彼女は下唇を噛み、やや暫し黙りこくっていましたが、やがて
「……分かった」
何やら覚悟を決めたように、重々しく顎を引きました。
私は取り出した写真を彼女に見せます。
「写ってるでしょ、白いもやもや」
「………」
美嘉は口を引き結んだまま、無言で写真を見つめていました。
「美嘉の撮った写真みたいに『○』には見えないし、やっぱりプリントミスだったのかな?」
独りごつとも、彼女に意見を求めるともつかない調子で私が呟いた時、矢庭に彼女が写真から顔を上げました。えっ、というような表情で、まじまじと私の顔を見つめてきます。
えっ、と思ったのは私の方です。
「な、何?」
「……マジで言ってる感じ?」
何が? と聞き返そうとした時、予鈴が鳴りました。
しまった、と思い、私は慌てて身を翻します。
自分の教室に戻るべくドアの方へと向かいながら、ちらりと美嘉の方を振り返りました。
「……そ、それじゃあ。何かまた変わったら、連絡するから!」
彼女はやはり黙ったまま、私の方を見続けていました。
その視線が、何だかいつまでも背中に残り続けているような気がしました。
* * *
放課後、物置となっている視聴覚準備室──私たち心霊研究会が部室として借用している部屋です──に行くと、いつもは先に来て待っている優芽先輩がまだ来ていませんでした。
十分程待ってから、LINEを送ってみようか、と私が考え始めた頃、丁度先輩が入って来ました。彼女は私が先に来ている事を確かめると、やあ、とおざなりに手を挙げてきます。
「お疲れ様、夜宵」
「お疲れ様です。先輩、遅かったですね」
「ごめん、ちょっと野暮用があってね。済んだからもう大丈夫」
取り繕ったような笑みを浮かべる先輩に、ややもすると彼女は、今日は顔を出さずにそのまま帰ろうとしたのではないだろうか、という考えが浮かびました。何故そのように思ったのかは、自分でもよく分かりません。

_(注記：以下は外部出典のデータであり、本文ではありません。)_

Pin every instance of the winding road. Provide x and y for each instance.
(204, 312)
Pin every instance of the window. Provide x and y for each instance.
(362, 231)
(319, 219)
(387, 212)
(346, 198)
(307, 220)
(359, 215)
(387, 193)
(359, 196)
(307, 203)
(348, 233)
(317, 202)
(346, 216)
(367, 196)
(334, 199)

殊更に掘り下げるような事はせず、私は先輩が荷物を椅子に下ろすのを待ってから口を開きました。
「美嘉から頼まれていた例の写真の件ですけど、昨日LINEで送ったの、先輩は見ましたか? 変化……なのかはよく分かりませんけど」
「え、ええ。見たわよ」
一応既読はついていたので、そうだろうとは思っていたのですが。
先輩が「実物は持って来た?」と尋ねてきたので、私は写真を取り出します。彼女はそれを覗き込むと、スマホを取り出し、その画面と私の出した写真の間で視線を往復させました。私が送信したものと見比べているようですが、どちらも同じもののはずでは──。
と、思っていると、不意に先輩が
「ねえ、夜宵」
と呼んできました。
「何ですか?」
「この写真に写ってるもの、何に見える?」
「何って、白いもやもやにしか見えませんけど……?」
私が怪訝に思いながらも答えると、先輩は黙り込みました。何だか、朝に写真を見せた時の美嘉の反応のようでした。
暫しの後、
「……そっか」
先輩は、やがて短くそう言いました。
「やっぱり、そうだよね」
それが自らに言い聞かせるかのような調子に感じられ、私は増々首を捻ります。
「先輩だって、そうとしか言いようがないって思いませんか?」
「……そうだね」
どうも歯切れの悪い先輩です。彼女といい、美嘉といい、何やら急に元気がなくなったようで違和感を覚えましたが、尋ねても先程のようにお茶を濁されるような気がした為、私は言葉を呑み込みました。
ぎこちない空気感を払うように、私は写真を再びしまいました。以降は、活動時間が終わり、昇降口で別れる時まで写真の件は話題に出ませんでした。
そんな私にも異変が起こったのは、翌日目が覚めた直後、夏休み一日目の朝の事でした。